Founded in 1754 and the fifth oldest institution of higher learning in America, Columbia University in the City of New York encompasses more than a dozen graduate and professional schools and the over 8,000 undergraduates studying in Columbia College, Barnard College, the College of General Studies and The Fu Foundation School of Engineering and Applied Science. Columbia Engineering is one of the oldest engineering schools in the U.S., developing future engineering leaders through its unique educational approach which includes a first-year hands-on design course; close student-to-faculty interaction with extensive undergraduate research opportunities starting as early as the first year; a broad-based core curriculum, liberal arts minors and interdisciplinary courses; programs and projects that foster entrepreneurship and socially-responsible innovation; and trailblazing internship and civic engagement programs in New York City and around the world. Students choose among over 100 majors and concentrations and thousands of research, internship and job opportunities.

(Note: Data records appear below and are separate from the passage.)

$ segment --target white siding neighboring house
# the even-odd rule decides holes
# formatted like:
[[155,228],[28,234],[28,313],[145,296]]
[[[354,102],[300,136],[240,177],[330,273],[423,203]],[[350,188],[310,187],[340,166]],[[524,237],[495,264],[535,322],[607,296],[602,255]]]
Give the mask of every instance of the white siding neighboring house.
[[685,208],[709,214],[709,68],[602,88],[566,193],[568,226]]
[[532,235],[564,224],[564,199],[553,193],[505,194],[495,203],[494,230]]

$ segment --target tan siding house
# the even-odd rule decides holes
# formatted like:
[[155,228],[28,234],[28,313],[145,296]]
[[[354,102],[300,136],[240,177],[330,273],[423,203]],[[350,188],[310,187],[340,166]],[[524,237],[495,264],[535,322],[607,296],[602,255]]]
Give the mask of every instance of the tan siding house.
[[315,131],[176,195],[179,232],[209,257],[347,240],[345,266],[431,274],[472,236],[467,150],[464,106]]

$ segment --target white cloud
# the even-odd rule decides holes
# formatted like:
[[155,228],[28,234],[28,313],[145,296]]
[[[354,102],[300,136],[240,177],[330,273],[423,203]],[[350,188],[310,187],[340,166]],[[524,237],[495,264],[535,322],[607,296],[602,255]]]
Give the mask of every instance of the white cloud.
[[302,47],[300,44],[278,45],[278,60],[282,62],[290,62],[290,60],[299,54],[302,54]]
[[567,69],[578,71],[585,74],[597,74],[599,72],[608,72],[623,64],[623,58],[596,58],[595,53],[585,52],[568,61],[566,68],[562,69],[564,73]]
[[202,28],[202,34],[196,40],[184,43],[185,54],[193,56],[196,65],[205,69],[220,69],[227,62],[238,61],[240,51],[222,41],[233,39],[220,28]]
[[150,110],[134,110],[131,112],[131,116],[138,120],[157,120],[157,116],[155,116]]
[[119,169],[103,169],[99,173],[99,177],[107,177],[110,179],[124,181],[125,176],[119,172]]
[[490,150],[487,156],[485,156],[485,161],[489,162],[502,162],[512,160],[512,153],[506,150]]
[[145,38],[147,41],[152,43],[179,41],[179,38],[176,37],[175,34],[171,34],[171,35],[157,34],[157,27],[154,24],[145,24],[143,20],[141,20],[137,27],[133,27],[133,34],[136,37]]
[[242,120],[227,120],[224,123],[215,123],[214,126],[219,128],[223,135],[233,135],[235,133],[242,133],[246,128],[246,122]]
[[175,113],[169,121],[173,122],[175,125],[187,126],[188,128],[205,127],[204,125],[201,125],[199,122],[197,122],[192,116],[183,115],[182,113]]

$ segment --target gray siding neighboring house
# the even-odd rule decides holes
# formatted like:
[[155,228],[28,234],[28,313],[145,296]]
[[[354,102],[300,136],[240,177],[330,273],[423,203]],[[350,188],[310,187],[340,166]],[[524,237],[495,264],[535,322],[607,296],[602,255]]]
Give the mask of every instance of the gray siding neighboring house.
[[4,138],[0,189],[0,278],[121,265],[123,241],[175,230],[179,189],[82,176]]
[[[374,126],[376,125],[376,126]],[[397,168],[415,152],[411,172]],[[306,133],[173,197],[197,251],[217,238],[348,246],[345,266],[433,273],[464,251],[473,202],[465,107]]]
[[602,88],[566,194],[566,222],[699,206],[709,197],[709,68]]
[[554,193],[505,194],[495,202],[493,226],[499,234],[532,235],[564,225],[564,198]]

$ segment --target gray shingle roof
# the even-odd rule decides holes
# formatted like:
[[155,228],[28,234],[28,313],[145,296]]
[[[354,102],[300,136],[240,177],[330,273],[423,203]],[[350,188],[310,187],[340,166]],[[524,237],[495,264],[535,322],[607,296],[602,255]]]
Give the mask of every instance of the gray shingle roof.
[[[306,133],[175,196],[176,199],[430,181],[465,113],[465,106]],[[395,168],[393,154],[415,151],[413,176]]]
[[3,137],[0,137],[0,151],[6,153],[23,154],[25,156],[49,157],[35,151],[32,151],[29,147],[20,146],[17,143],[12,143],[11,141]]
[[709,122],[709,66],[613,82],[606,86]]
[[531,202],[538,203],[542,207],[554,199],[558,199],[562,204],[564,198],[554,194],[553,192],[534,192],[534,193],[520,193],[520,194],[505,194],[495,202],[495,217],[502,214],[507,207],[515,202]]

Columbia maintains an intimate college campus within one of the world’s most vibrant cities. Located in the Morningside Heights neighborhood of Manhattan, Columbia not only offers access to all of New York City, the ultimate classroom, but also guaranteed four-year housing within a traditional campus surrounded by a residential neighborhood lined with bookstores, cafes and parks.
Columbia College grants the Bachelor of Arts degree in more than 100 programs of study in the humanities, social sciences, and pure sciences, including many interdisciplinary majors. Columbia Engineering grants the Bachelor of Science degree in 16 engineering fields. The renowned Core Curriculum unites all Columbia undergraduates by providing a common foundation in literature, philosophy, science, art, history and music, and caps classes at 22 students to afford close interaction with Columbia's renowned faculty.
Called "the quintessential great urban university," Columbia is diverse in every way: students come from 50 states and over 90 foreign countries; over half of undergraduates are students of color, and over 500 student organizations are offered, including 31 NCAA Division I Ivy League athletic teams and dozens of community service organizations, performance groups, political clubs and publications. Columbia students take part in extracurricular groups of all kinds: artistic (theater, music, dance, film, and visual arts), athletic (thirty-one Division I varsity sports and dozens of club and intramural sports), communications (the Columbia Daily Spectator, the Columbia Journal of Literary Criticism, WKCR-FM, and many others), community service (Amnesty International, Big Brother/Big Sister programs, after-hours tutoring programs, a volunteer ambulance squad, and partnerships with dozens of hospitals, soup kitchens, and homeless shelters), and pre-professional (the Charles Drew Pre-Medical Society, the National Society of Black Engineers, and more). Other groups represent students’ ethnic, religious, political, and gender identities. There are 30 fraternities and sororities. Alfred Lerner Hall houses office and meeting space for student organizations, a black box theatre, a cinema, the James H. and Christine Turk Berick Center for Student Advising, and many dining options.
With a six percent admissions rate, Columbia University ranks tied as the second most selective school in the United States. In 2015, six percent of students who applied were admitted to Columbia University (1,655 of 27,603 applicants). The admissions rate for the School of Engineering was seven percent (567 of 8,647 applicants).
According to the fall of 2015 statistics, Columbia College students received 40 percent of tuition as financial aid ($91.8 million). According to the US News & World Report, 49 percent of full-time undergraduate students received need-based financial aid and the average need-based scholarship or grant award is $47,490. The Office of Financial Aid and Educational Financing believes that cost should not be a barrier to students pursuing their educational dreams. All first-year candidates who are U.S. citizens or have U.S. permanent resident or political refugee status are considered for admission without regard to their financial need. International students who do not fit into the above categories should be aware that their admissions process is not need-blind; their financial need is taken into account at the time of admission. Regardless of citizenship, Columbia meets the full demonstrated need of every student admitted as a first-year or transfer student. All financial aid at Columbia is based on need, in the form of grants and student work only, not loans.